An official from the United States Department of Education filed a whistleblower complaint, alleging that the Trump administration and DeVos have deliberately made it more difficult for student loan borrowers to apply for a loan forgiveness program.

The whistleblower’s complaint concerns the Borrower defense program until repayment. This loan forgiveness program was originally adopted by the Obama administration to provide student debt relief to students who have been misled, swindled or otherwise harmed by predatory colleges and universities.

The Trump administration has been trying to rewrite the rules governing the borrower defense agenda since 2o17, weakening the relief given to student loan borrowers and increasing the burden of proof required to prevail.

President Trump recently sided with Education Secretary Betsy DeVos and bipartite legislation with veto it would have restored the rules for defending borrowers from the Obama era. In the meantime, the Department is settle a class action brought by student loan borrowers, who alleged that the administration illegally refused to process more than 170,000 pending borrower defense claims, in some cases for years.
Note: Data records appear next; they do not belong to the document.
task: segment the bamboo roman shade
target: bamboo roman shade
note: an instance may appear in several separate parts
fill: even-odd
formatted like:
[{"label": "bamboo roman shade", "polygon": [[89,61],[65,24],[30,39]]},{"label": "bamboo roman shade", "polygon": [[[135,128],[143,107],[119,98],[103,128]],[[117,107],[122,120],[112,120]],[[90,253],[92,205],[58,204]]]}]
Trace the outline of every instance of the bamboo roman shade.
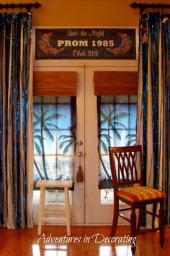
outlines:
[{"label": "bamboo roman shade", "polygon": [[95,71],[96,95],[135,95],[138,94],[137,72],[129,71]]},{"label": "bamboo roman shade", "polygon": [[34,72],[35,96],[75,96],[76,85],[76,72]]}]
The whistleblower argues that career officials at the Department of Education were tasked with overhauling the department’s federal student aid website, and part of that overhaul involved the creation of a new user-friendly web interface. for borrowers interested in applying for a student loan exemption under the Borrower. Defense program. But, according to the whistleblower, senior education ministry officials rebuffed the website’s user-friendly nature. An official allegedly told the whistleblower that the website provided borrowers with too much information and made it too easy to apply, which was contrary to the Ministry’s vision for the borrower advocacy agenda.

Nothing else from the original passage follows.